Ettore Damiano’s remarks on developments in the department over the last year
It has been a challenging year for students, faculty and staff. The Covid-19 pandemic brought to a halt in March to all in-person events in the department and the University. Course instructors showed great resiliency, racing, with a weekend’s notice, to adapt their course content and structure to fit the online delivery framework. Administrative functions were similarly moved online, with staff performing their tasks remotely from home. After six months we are now all used to online seminars and meetings and have become familiar with a multitude of tools to interact online. We have learned a lot over the last six months, faculty and staff as much as students. Working or studying in a higher education institution like U of T is intrinsically collaborative and we all had to adapt to collaborating virtually. Some of the changes we were compelled to implement will turn out to be very effective, and much of the new technology faculty are investigating will prove productive. While it is easy to predict that the pandemic will have a lasting and transformative impact on the higher education sector, it is difficult to anticipate its boundaries.
The understandable attention on the pandemic and its effect on everyone’s lives should not make us forget the progress we have made over this past year. From that perspective, this year’s newsletter is particularly meaningful as it offers an excellent overview of the many things we managed to accomplish despite COVID-19. And we do have many reasons to celebrate. Our recruiting effort set what I believe is a new record and we will be adding ten (10) new faces to the department faculty roster. Starting this fall term: Yanyou Chen, a graduate of Duke University working in Industrial Organization; Olga Denislamova, a macroeconomist from UC San Diego; two graduates of the University of Illinois Urbana Champaign, Abdollah Farhoodi and Nazanin Khazra, working in urban economics and machine learning applications; Marlène Koffi from the University of Montreal specializing in deep learning and AI applications to public policy and inequality problems; Eva Vivalt, a Berkley graduate and former assistant professor at the Australian National University, specializes in labour economics; a specialist in health economics, our own graduate Courtney Ward rejoins the department after ten years as faculty at Dalhousie; and finally Roman Zarate, a development economist and MIT graduate is a hire from last year’s search cycle and joins the UTM department this year after completing a postdoctoral fellowship at the briq Institute. Michael Stepner, a public finance economist and MIT graduate, is the ninth junior hire this year but he will not join the department ranks until next July, after completing a postdoctoral fellowship at Harvard University. We were also very successful in our senior search. I am delighted that Gabriel Carroll, a renowned microeconomic theorist and a tenured faculty member at Stanford University, has accepted our offer to join the department at the associate professor rank. Gabriel will be starting on January 1, 2021.
Our successes in recruiting should not overshadow the accomplishments of our faculty and students. It has been another strong year with, among others, two prestigious Canadian Economic Association prizes awarded to our faculty. Yoram Halevy is the recipient of the John Rae Prize and Phil Oreopoulos is the winner of the Doug Purvis Memorial Prize. Our faculty dedication in the classroom was recognized with a Faculty of Arts & Science Outstanding Teaching Award for Gillian Hamilton. The newsletter also provides a nice overview on the research contributions of our faculty on the economic effects of the coronavirus pandemic.
Before I conclude my remarks, I want to mention and thank Miquel Faig and Gustavo Indart for their service and dedication to the economics department’s mission over their long careers at U of T. Miquel and Gustavo started their well deserved retirement on July 1 of this year.

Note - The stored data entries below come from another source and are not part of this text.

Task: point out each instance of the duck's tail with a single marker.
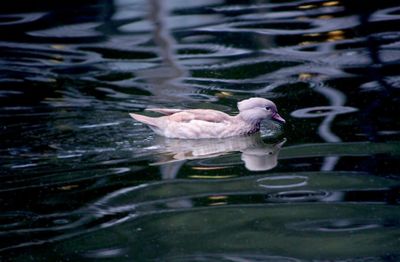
(145, 119)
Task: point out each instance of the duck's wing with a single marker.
(164, 111)
(207, 115)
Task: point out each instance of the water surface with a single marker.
(82, 181)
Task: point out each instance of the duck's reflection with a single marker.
(256, 154)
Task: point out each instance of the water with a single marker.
(81, 181)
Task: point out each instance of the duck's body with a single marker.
(207, 123)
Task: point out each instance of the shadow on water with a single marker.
(82, 181)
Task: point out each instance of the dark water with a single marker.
(82, 181)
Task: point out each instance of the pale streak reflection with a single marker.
(255, 153)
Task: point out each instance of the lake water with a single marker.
(82, 181)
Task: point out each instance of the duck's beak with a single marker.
(278, 118)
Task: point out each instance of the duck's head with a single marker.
(256, 109)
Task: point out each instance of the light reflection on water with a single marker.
(82, 181)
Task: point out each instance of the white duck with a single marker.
(207, 123)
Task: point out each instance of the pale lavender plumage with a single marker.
(207, 123)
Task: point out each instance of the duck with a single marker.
(209, 123)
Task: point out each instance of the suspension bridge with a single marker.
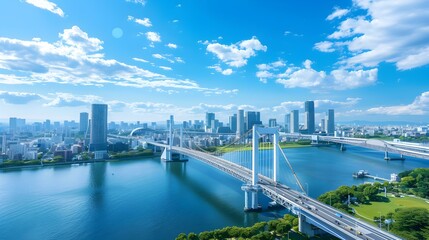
(255, 161)
(400, 148)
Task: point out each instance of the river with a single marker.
(151, 199)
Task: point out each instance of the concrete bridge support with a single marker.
(251, 197)
(305, 227)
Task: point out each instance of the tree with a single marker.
(192, 236)
(283, 228)
(413, 221)
(182, 236)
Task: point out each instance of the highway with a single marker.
(325, 217)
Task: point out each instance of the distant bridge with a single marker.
(401, 148)
(310, 211)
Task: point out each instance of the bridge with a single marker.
(259, 173)
(400, 148)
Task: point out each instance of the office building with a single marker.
(98, 132)
(240, 123)
(309, 117)
(83, 122)
(330, 123)
(233, 123)
(209, 119)
(294, 121)
(287, 123)
(272, 122)
(252, 118)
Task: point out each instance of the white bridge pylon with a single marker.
(253, 188)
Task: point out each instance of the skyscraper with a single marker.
(240, 123)
(98, 137)
(252, 118)
(287, 123)
(294, 121)
(330, 122)
(309, 115)
(272, 122)
(209, 118)
(83, 122)
(233, 123)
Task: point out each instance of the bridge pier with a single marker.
(253, 197)
(305, 227)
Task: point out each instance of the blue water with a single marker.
(150, 199)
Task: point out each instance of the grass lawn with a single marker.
(375, 208)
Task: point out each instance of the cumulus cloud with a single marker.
(325, 46)
(218, 69)
(141, 2)
(153, 37)
(166, 68)
(19, 97)
(145, 21)
(46, 5)
(420, 106)
(307, 77)
(236, 55)
(76, 59)
(338, 13)
(385, 32)
(172, 45)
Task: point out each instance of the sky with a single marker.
(148, 59)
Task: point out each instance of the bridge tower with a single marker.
(253, 188)
(167, 154)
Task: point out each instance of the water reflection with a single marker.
(97, 177)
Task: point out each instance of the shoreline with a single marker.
(77, 162)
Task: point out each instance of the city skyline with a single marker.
(150, 59)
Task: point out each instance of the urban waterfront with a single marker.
(151, 199)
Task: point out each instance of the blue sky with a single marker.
(151, 58)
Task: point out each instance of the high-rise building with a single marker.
(12, 126)
(98, 135)
(272, 122)
(287, 123)
(252, 118)
(209, 119)
(233, 123)
(309, 117)
(83, 122)
(330, 122)
(240, 123)
(294, 121)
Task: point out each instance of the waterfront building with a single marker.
(83, 122)
(98, 135)
(294, 121)
(309, 117)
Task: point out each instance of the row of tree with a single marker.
(274, 229)
(415, 182)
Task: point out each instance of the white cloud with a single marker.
(70, 100)
(76, 59)
(394, 32)
(145, 21)
(325, 46)
(140, 60)
(218, 69)
(338, 13)
(142, 2)
(420, 106)
(46, 5)
(172, 45)
(153, 37)
(236, 55)
(338, 79)
(19, 97)
(166, 68)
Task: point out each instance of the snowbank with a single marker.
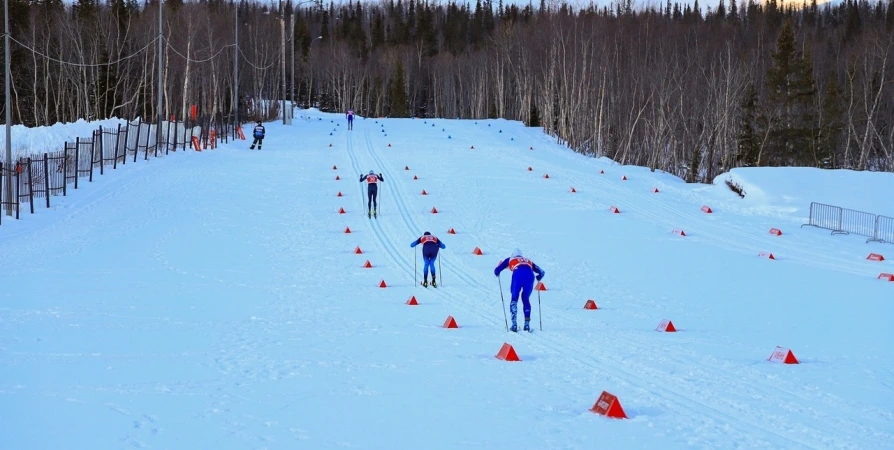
(791, 189)
(37, 140)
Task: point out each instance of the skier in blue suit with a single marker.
(430, 247)
(523, 270)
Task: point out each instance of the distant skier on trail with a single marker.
(430, 246)
(523, 270)
(372, 191)
(258, 134)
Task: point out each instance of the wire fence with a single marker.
(35, 179)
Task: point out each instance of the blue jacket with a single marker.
(431, 246)
(520, 264)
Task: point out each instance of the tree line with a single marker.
(679, 88)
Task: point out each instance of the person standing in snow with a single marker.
(350, 116)
(372, 191)
(258, 134)
(523, 270)
(430, 246)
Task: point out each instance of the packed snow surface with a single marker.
(214, 300)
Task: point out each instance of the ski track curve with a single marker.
(640, 377)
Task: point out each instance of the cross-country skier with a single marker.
(350, 116)
(372, 191)
(523, 270)
(430, 246)
(258, 135)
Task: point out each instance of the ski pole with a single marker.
(505, 320)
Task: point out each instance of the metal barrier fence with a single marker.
(44, 176)
(848, 221)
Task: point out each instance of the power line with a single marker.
(68, 63)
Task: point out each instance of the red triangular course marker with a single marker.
(608, 405)
(450, 322)
(783, 355)
(666, 326)
(507, 353)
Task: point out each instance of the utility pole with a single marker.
(292, 80)
(9, 165)
(236, 72)
(282, 27)
(159, 113)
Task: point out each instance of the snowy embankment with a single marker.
(27, 141)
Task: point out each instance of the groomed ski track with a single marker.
(699, 390)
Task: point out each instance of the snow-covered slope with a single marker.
(214, 300)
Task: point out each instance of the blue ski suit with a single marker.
(430, 246)
(523, 271)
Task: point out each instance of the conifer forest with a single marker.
(692, 89)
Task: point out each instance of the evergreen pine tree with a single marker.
(399, 93)
(790, 109)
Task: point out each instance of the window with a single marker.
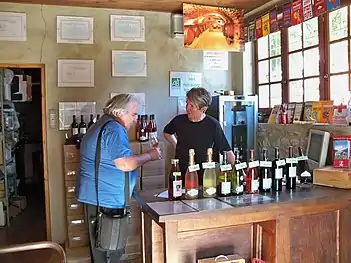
(339, 55)
(303, 60)
(269, 67)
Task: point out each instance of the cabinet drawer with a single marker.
(78, 239)
(73, 207)
(76, 223)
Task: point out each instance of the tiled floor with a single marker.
(28, 226)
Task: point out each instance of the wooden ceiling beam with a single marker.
(172, 6)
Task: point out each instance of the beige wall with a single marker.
(163, 54)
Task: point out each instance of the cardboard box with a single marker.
(223, 259)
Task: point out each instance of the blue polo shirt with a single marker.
(114, 145)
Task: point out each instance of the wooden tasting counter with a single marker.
(305, 226)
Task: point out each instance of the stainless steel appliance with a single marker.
(238, 117)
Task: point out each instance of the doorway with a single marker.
(28, 207)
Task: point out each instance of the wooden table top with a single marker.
(163, 210)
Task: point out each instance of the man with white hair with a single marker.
(116, 158)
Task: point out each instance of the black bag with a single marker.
(111, 224)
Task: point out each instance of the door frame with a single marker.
(44, 137)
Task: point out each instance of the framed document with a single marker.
(13, 26)
(74, 29)
(127, 28)
(75, 73)
(129, 63)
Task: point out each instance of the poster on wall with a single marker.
(181, 82)
(213, 28)
(13, 26)
(140, 97)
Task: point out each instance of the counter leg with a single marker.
(283, 240)
(171, 242)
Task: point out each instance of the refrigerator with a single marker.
(237, 116)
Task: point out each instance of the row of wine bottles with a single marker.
(252, 177)
(82, 127)
(145, 128)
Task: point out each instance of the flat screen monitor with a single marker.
(317, 148)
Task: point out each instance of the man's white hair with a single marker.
(119, 105)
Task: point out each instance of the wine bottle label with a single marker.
(193, 168)
(302, 158)
(211, 191)
(267, 183)
(225, 188)
(177, 174)
(267, 164)
(254, 185)
(291, 160)
(254, 164)
(208, 165)
(240, 166)
(74, 131)
(305, 174)
(280, 162)
(193, 192)
(292, 172)
(239, 189)
(177, 188)
(278, 173)
(226, 167)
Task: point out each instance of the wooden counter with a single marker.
(305, 226)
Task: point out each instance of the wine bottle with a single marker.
(238, 176)
(225, 177)
(290, 170)
(192, 178)
(74, 126)
(175, 181)
(277, 175)
(82, 129)
(303, 169)
(252, 182)
(265, 177)
(91, 122)
(209, 178)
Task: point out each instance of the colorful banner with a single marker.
(307, 10)
(320, 7)
(296, 13)
(273, 19)
(266, 30)
(332, 4)
(287, 16)
(252, 27)
(259, 32)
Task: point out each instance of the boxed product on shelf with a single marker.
(341, 151)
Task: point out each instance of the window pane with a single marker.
(311, 62)
(338, 24)
(296, 91)
(263, 96)
(263, 72)
(311, 89)
(339, 57)
(310, 32)
(276, 94)
(339, 89)
(295, 65)
(295, 37)
(275, 44)
(275, 65)
(262, 48)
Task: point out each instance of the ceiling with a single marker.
(173, 6)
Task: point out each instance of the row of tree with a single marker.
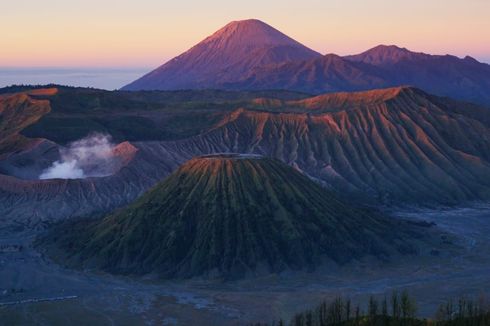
(399, 309)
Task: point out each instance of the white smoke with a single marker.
(91, 156)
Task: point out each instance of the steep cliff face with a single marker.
(229, 216)
(394, 146)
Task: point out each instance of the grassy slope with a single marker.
(230, 217)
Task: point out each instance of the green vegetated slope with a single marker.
(139, 116)
(230, 216)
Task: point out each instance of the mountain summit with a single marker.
(251, 55)
(233, 215)
(224, 57)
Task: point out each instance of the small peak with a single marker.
(392, 47)
(470, 59)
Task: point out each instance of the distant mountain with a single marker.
(225, 57)
(251, 55)
(444, 75)
(231, 216)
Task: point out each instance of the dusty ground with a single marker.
(34, 291)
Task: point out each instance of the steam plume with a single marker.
(91, 156)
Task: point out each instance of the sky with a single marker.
(146, 33)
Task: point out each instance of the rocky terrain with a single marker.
(393, 146)
(251, 55)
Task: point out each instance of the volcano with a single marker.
(251, 55)
(232, 215)
(225, 57)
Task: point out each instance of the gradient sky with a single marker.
(146, 33)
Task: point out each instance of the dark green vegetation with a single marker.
(232, 216)
(397, 310)
(137, 116)
(389, 146)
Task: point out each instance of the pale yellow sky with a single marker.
(146, 33)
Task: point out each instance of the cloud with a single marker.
(91, 156)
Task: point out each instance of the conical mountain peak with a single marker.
(225, 56)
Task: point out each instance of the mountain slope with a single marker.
(232, 215)
(444, 75)
(225, 56)
(395, 145)
(329, 73)
(251, 55)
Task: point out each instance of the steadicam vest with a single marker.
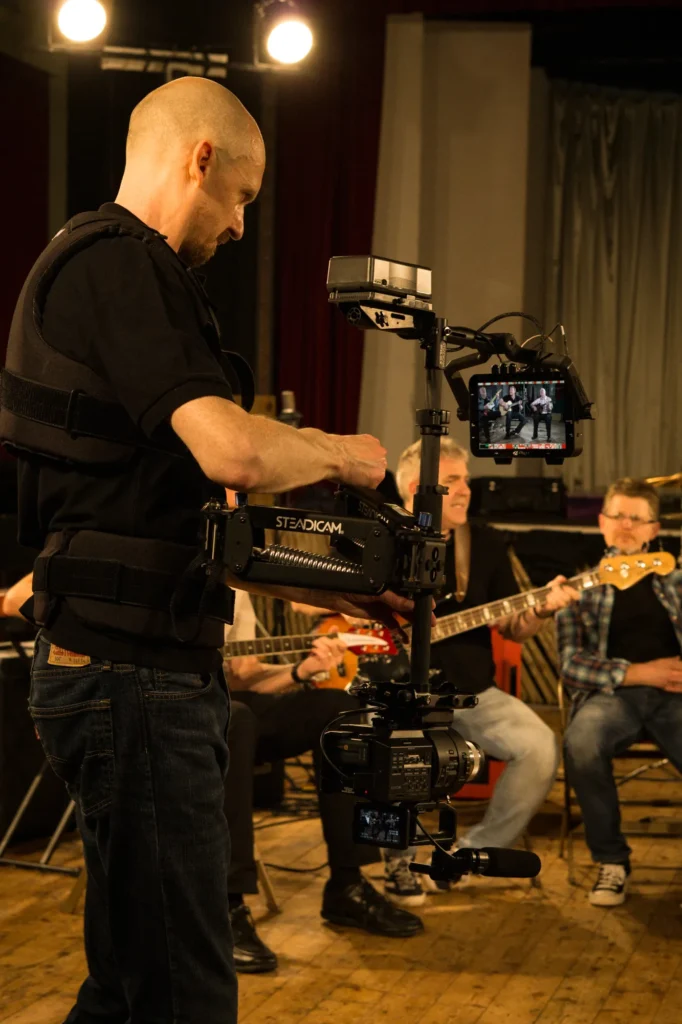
(60, 409)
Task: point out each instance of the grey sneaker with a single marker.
(610, 887)
(400, 885)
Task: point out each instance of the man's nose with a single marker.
(236, 228)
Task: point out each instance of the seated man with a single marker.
(501, 724)
(487, 411)
(275, 715)
(620, 654)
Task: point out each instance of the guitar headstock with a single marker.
(626, 570)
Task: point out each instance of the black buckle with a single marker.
(71, 413)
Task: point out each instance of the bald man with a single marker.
(117, 403)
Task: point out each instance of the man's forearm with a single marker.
(253, 453)
(289, 458)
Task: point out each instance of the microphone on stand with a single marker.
(494, 861)
(289, 413)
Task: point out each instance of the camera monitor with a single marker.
(378, 824)
(520, 415)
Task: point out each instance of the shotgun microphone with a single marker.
(289, 414)
(494, 861)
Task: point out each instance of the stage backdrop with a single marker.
(614, 272)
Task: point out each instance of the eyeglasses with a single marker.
(634, 519)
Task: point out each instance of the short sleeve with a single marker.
(502, 581)
(115, 308)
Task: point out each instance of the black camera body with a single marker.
(409, 757)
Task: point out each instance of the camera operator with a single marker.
(119, 409)
(276, 713)
(501, 724)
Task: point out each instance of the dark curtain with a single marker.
(24, 180)
(328, 140)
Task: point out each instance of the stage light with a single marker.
(289, 41)
(284, 32)
(81, 20)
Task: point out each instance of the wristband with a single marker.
(305, 683)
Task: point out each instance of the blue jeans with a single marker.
(603, 727)
(143, 754)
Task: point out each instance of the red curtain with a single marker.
(327, 150)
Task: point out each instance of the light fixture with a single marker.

Finally, I take this opportunity to thank all the staff and faculty of the department for their collegiality and support over the past 12 months.
A modest amount of in-person activity is restarting in the department, with some faculty and graduate students moving back into their offices (with a long list of rules and restrictions to ensure a safe environment for all). I know we are all eager to reconnect with one other in person and for a gradual but eventually full recommencement of the rich and vibrant academic life for which the Department of Economics – and the University of Toronto as a whole – is so widely recognized. Whether in person or virtually, I look forward to working with everyone in this new academic year as we pull together to overcome the challenges that may yet lie ahead.